WeiYu Chen
Adv. Artif. Intell. Mach. Learn., 5 (2):3866-3882
1. WeiYu Chen: Chinese Culture University
DOI: 10.54364/AAIML.2025.52219
Article History: Received on: 22-Mar-25, Accepted on: 14-Jun-25, Published on: 21-Jun-25
Corresponding Author: WeiYu Chen
Email: cwy4@ulive.pccu.edu.tw
Citation: Wei-Yu Chen, et al. Malware Traffic and Ransomware Anomaly Detection Based on Wavelet Time-Frequency Analysis and Deep Learning. Advances in Artificial Intelligence and Machine Learning. 2025;5(2):219.

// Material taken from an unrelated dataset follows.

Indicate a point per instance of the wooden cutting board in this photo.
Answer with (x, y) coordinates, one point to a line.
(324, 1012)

This study proposes a method for detecting
malicious software traffic (especially ransomware) using wavelet transform
analysis of network traffic. We leverage the public intrusion detection dataset
CICIDS2017 to extract network flow features, and perform time-frequency
analysis on the traffic time-series signals via wavelet transform. This
produces spectral features such as energy distribution and entropy, which are
used to train machine learning models. We compare the performance of Support
Vector Machine (SVM), Random Forest (RF), and neural network models in
identifying anomalous traffic. Experimental results show that wavelet spectrum
features combined with machine learning classification effectively distinguish
normal versus malicious traffic, with the neural network achieving the best
performance – its accuracy and F1-score exceed those of the traditional
methods. This demonstrates that wavelet time-frequency analysis can improve the
accuracy of malicious traffic detection and provides good recognition
capability even for unknown attacks.